2. Input/Type Text Implementation

browser-use approach:

# 1. Scroll element into view
await cdp_client.send.DOM.scrollIntoViewIfNeeded(
    params={'backendNodeId': backend_node_id}, 
    session_id=session_id
)

# 2. Get object ID
result = await cdp_client.send.DOM.resolveNode(
    params={'backendNodeId': backend_node_id},
    session_id=session_id,
)
object_id = result['object']['objectId']

# 3. Focus via JavaScript (more reliable than CDP focus)
await cdp_client.send.Runtime.callFunctionOn(
    params={
        'functionDeclaration': 'function() { this.focus(); }',
        'objectId': object_id,
    },
    session_id=session_id,
)

# 4. Type using Input.dispatchKeyEvent
for char in text:
    await self._client.send.Input.dispatchKeyEvent(
        params={
            'type': 'keyDown',
            'key': char,
            'text': char,
        },
        session_id=self._session_id,
    )

3. Accessibility Tree (Snapshot)

browser-use approach (browser_use/dom/service.py):

  • Uses Accessibility.getFullAXTree for accessibility data
  • Combines with DOM tree for enhanced snapshot
  • Filters by paint order (elements actually visible)
  • Handles iframes with depth limits
  • Detects hidden interactive elements and reports them
  • Uses DOM.getFrameOwner for iframe handling

4. CDP Domain Handling

browser-use approach (browser_use/browser/session.py):

# Session setup enables ONLY these domains:
await self._client.send.Page.enable(session_id=self._session_id)
await self._client.send.DOM.enable(session_id=self._session_id)
await self._client.send.Runtime.enable(session_id=self._session_id)
await self._client.send.Network.enable(session_id=self._session_id)
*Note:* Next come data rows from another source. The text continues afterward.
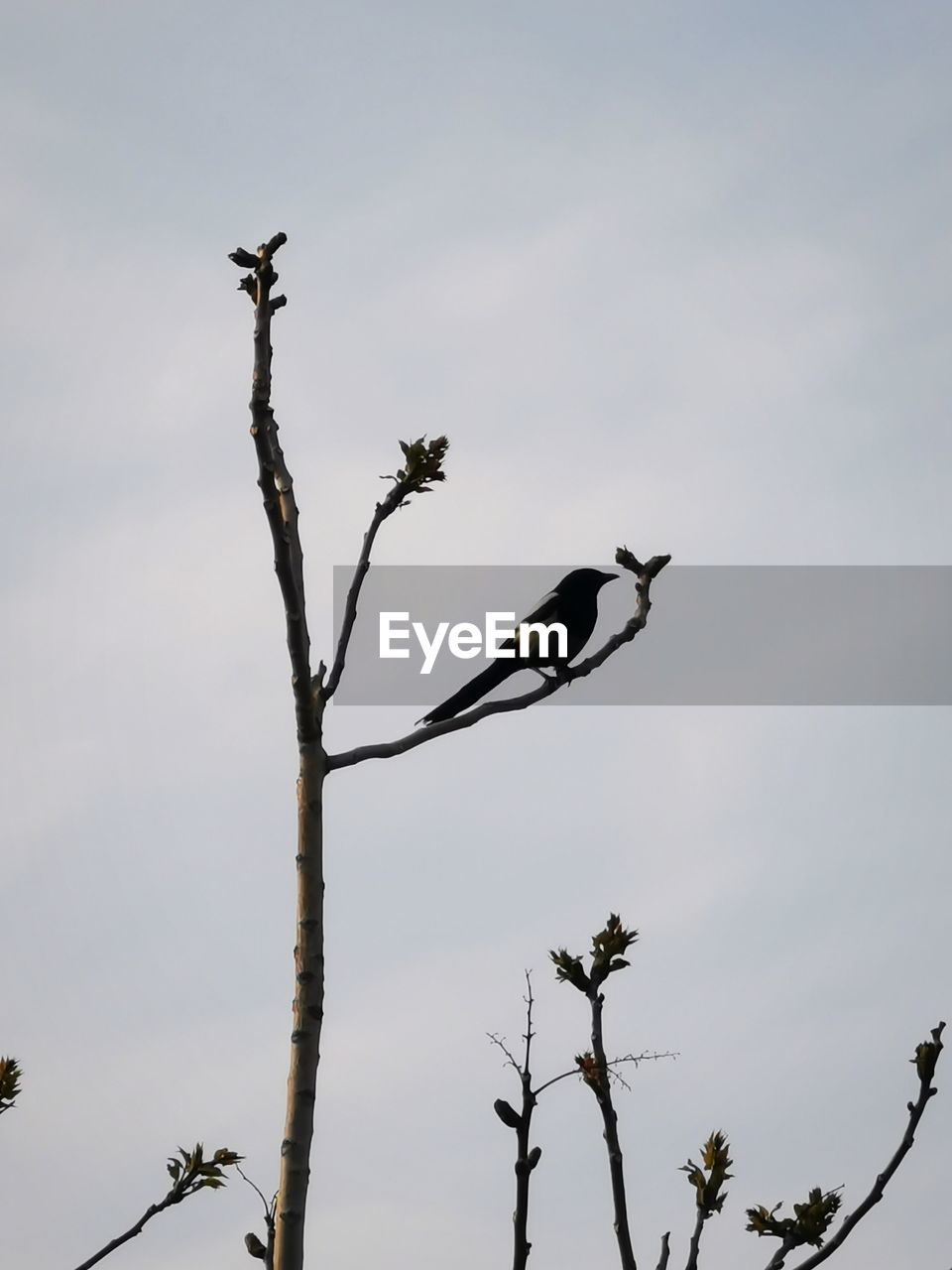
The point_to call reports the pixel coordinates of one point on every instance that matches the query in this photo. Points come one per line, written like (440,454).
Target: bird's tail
(471,693)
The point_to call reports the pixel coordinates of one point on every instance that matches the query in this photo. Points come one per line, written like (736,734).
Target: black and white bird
(574,603)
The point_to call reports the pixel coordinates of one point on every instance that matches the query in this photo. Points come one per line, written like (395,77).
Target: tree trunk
(307,1012)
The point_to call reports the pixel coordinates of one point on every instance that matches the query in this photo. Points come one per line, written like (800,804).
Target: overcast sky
(674,276)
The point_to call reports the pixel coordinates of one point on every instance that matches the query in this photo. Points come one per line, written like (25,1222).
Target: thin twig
(690,1264)
(525,1162)
(629,1058)
(636,622)
(382,511)
(927,1091)
(602,1089)
(499,1040)
(665,1251)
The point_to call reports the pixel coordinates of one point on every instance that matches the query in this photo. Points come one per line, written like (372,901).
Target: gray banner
(716,635)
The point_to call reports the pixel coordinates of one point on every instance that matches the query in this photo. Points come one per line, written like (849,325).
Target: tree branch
(276,483)
(189,1175)
(925,1058)
(381,512)
(421,468)
(645,574)
(665,1251)
(690,1264)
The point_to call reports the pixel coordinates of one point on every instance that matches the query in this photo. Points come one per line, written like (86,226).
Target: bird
(572,602)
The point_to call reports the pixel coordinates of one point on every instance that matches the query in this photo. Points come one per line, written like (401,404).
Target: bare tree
(421,468)
(811,1219)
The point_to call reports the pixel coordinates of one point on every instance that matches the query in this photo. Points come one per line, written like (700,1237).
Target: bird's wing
(543,611)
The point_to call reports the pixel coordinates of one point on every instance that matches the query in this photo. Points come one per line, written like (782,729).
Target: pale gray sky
(666,275)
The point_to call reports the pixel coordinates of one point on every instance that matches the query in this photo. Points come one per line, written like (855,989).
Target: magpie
(574,603)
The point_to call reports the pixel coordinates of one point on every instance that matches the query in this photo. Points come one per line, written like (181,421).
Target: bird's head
(584,581)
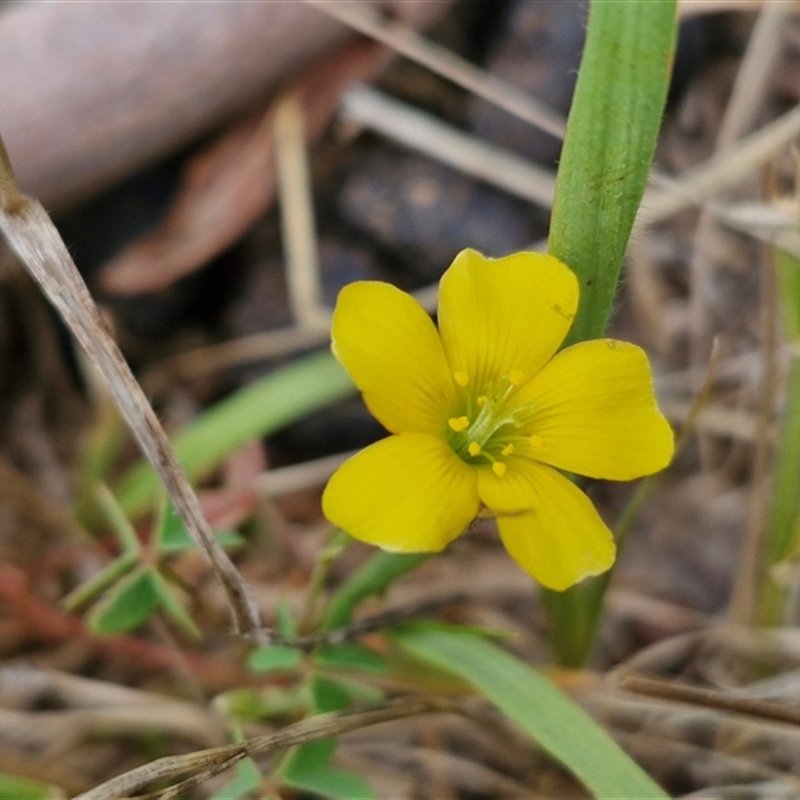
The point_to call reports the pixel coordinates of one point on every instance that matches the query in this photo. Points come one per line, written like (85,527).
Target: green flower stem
(611,136)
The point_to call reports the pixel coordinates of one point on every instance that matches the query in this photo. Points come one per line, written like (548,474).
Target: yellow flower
(483,414)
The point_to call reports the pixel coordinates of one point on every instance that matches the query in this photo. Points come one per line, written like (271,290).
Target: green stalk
(611,136)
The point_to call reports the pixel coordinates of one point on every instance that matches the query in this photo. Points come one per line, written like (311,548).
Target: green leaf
(610,140)
(337,784)
(257,410)
(329,695)
(548,716)
(267,703)
(14,788)
(128,605)
(285,620)
(174,608)
(307,769)
(274,658)
(349,655)
(374,576)
(173,537)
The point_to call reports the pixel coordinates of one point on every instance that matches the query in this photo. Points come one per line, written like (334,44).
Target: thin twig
(406,41)
(297,215)
(205,764)
(413,128)
(38,245)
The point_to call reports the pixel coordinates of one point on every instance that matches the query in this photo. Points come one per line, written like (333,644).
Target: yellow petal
(594,412)
(407,493)
(550,528)
(392,351)
(505,316)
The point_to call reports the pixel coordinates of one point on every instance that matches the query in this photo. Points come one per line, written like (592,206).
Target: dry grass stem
(297,215)
(472,156)
(208,763)
(406,41)
(723,170)
(33,237)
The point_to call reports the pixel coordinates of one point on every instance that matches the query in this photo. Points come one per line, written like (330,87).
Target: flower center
(489,430)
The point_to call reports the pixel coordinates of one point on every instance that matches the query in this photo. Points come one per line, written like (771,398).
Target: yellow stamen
(458,424)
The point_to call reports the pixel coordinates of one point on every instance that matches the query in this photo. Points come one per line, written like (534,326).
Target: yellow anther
(458,424)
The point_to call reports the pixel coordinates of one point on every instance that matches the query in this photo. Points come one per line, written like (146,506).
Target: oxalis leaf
(548,716)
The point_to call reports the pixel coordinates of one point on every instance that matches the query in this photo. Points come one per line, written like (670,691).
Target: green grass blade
(548,716)
(284,396)
(783,521)
(611,136)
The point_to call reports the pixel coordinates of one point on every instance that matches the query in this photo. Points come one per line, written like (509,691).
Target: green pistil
(490,436)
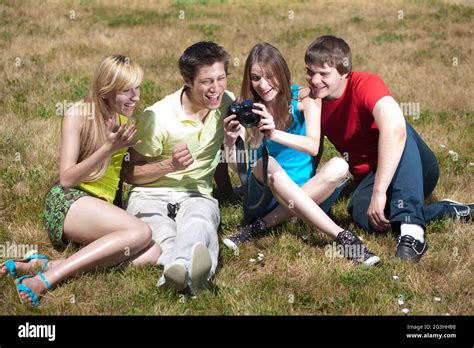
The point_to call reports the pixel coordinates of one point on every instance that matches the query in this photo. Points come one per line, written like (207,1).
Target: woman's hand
(120,138)
(232,129)
(267,124)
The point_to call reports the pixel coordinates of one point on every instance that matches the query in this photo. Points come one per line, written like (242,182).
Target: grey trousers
(197,220)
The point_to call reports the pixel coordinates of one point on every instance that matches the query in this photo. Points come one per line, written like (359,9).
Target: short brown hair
(200,54)
(330,50)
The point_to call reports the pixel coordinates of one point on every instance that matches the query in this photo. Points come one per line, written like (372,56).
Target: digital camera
(244,113)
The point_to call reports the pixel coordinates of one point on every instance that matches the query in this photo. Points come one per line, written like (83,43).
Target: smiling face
(262,83)
(325,82)
(208,87)
(124,102)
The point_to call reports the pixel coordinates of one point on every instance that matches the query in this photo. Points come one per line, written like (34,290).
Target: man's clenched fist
(181,157)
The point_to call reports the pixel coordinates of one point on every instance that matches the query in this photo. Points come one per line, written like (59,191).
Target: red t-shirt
(349,124)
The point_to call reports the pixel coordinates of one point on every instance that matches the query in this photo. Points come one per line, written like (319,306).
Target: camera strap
(242,170)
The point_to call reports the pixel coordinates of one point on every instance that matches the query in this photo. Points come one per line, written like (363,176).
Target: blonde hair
(272,62)
(115,73)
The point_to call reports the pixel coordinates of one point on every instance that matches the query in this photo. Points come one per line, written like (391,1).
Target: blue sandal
(33,254)
(23,288)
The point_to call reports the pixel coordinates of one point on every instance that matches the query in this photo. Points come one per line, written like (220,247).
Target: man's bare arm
(139,169)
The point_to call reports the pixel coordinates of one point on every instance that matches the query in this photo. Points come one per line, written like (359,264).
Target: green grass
(414,57)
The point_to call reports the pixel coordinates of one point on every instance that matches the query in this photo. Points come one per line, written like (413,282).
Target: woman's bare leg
(111,236)
(319,187)
(296,201)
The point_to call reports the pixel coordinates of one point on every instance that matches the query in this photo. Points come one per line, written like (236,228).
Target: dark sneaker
(355,250)
(463,212)
(254,230)
(409,248)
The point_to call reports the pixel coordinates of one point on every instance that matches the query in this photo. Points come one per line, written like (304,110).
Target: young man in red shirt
(393,167)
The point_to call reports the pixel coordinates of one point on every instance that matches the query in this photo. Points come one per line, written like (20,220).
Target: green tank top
(106,186)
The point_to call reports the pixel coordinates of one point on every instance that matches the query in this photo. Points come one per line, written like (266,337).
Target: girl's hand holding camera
(120,138)
(232,129)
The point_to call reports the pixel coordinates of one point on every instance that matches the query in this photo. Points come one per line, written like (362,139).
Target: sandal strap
(27,289)
(41,275)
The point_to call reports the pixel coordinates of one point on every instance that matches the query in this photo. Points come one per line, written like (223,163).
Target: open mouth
(267,92)
(213,98)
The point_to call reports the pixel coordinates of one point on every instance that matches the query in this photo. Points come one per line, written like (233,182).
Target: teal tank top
(299,166)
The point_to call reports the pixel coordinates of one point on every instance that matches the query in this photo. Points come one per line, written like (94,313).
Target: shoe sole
(230,244)
(417,257)
(200,266)
(175,275)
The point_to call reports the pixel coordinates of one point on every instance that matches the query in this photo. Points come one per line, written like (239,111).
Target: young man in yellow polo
(173,167)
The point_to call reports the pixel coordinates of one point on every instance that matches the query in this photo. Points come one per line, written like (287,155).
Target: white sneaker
(175,275)
(199,268)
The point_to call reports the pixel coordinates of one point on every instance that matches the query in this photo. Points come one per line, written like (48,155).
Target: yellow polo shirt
(164,125)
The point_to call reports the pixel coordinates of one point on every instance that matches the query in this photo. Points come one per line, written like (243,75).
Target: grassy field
(422,49)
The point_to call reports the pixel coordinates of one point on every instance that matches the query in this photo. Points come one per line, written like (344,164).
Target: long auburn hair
(115,73)
(272,62)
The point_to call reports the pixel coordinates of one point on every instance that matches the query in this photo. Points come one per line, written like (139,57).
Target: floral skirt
(56,205)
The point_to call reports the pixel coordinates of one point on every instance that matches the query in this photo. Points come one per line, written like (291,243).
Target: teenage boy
(173,167)
(393,167)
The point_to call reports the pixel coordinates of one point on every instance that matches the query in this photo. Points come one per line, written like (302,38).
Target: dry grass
(414,55)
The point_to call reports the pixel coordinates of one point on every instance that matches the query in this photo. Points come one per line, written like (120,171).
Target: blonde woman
(78,207)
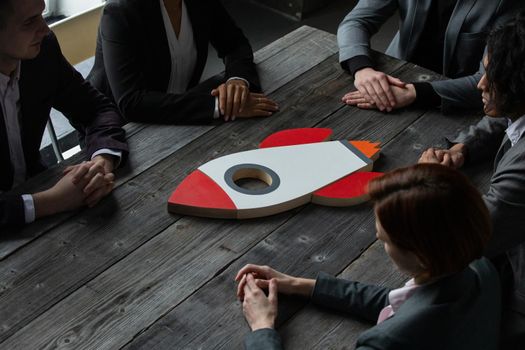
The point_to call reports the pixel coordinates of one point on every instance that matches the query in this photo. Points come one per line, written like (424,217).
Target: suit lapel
(459,15)
(160,52)
(417,25)
(198,15)
(6,175)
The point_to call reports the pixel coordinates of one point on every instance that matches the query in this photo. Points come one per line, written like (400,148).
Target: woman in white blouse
(433,225)
(151,55)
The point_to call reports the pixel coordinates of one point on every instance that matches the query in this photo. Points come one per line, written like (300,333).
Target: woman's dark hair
(5,11)
(434,212)
(506,68)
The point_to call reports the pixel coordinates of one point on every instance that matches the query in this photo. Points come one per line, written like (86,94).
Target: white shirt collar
(515,130)
(397,297)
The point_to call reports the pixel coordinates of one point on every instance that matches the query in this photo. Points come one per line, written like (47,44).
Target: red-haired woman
(434,227)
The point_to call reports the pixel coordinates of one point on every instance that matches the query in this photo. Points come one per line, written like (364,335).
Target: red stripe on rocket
(298,165)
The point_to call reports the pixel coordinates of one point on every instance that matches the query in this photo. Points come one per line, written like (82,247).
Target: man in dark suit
(151,55)
(34,77)
(500,134)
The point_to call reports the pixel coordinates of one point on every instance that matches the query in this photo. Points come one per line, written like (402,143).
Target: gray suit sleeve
(359,299)
(356,29)
(263,339)
(460,93)
(505,200)
(483,139)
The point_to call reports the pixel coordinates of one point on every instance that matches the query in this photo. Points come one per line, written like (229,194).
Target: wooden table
(127,274)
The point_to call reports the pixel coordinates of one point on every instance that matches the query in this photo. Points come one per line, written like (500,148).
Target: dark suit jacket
(133,62)
(50,81)
(505,198)
(456,312)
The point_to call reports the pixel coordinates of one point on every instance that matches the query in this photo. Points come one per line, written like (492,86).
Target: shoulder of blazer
(43,66)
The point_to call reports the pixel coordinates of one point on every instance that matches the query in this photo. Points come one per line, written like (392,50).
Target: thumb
(396,82)
(272,291)
(263,284)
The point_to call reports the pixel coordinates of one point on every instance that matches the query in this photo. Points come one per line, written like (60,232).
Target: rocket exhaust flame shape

# Input.enable is NEVER called - it's not required!

5. Element Selection

browser-use approach:

  • Uses index-based element selection from accessibility tree
  • Maintains a map of index -> EnhancedAXNode
  • Elements have backendNodeId which is stable
  • Uses DOM.pushNodesByBackendIdsToFrontend to get fresh nodeId

6. Scroll Handling

browser-use approach:

# Uses multiple methods:
# 1. DOM.scrollIntoViewIfNeeded (CDP)
# 2. JavaScript scrollIntoView as fallback
# 3. Mouse wheel events for smooth scrolling

7. Wait Strategies

browser-use approach:

  • wait_for_element uses CDP DOM queries with polling
  • Has configurable timeouts
  • Uses DOM.getContentQuads to verify element is visible
  • Detects page load state via Page.loadEventFired

Improvements to Make to hive/tools

1. Bridge Updates

  • Use backendNodeId instead of nodeId where possible
  • Add DOM.getContentQuads as primary method for element geometry
  • Add JavaScript click as final fallback
  • Add proper timeouts to mouse operations
  • Handle modifier keys for click

2. Type Text Updates

  • Focus element via JavaScript before typing
  • Use Input.dispatchKeyEvent for typing (more reliable than insertText)

3. Snapshot Updates

  • Use accessibility tree (CDP Accessibility domain)
  • Add computed styles to detect visibility
  • Report hidden interactive elements

4. Error Handling

  • Better error messages with element context
  • Graceful fallbacks instead of hard failures
  • Timeout handling for all CDP operations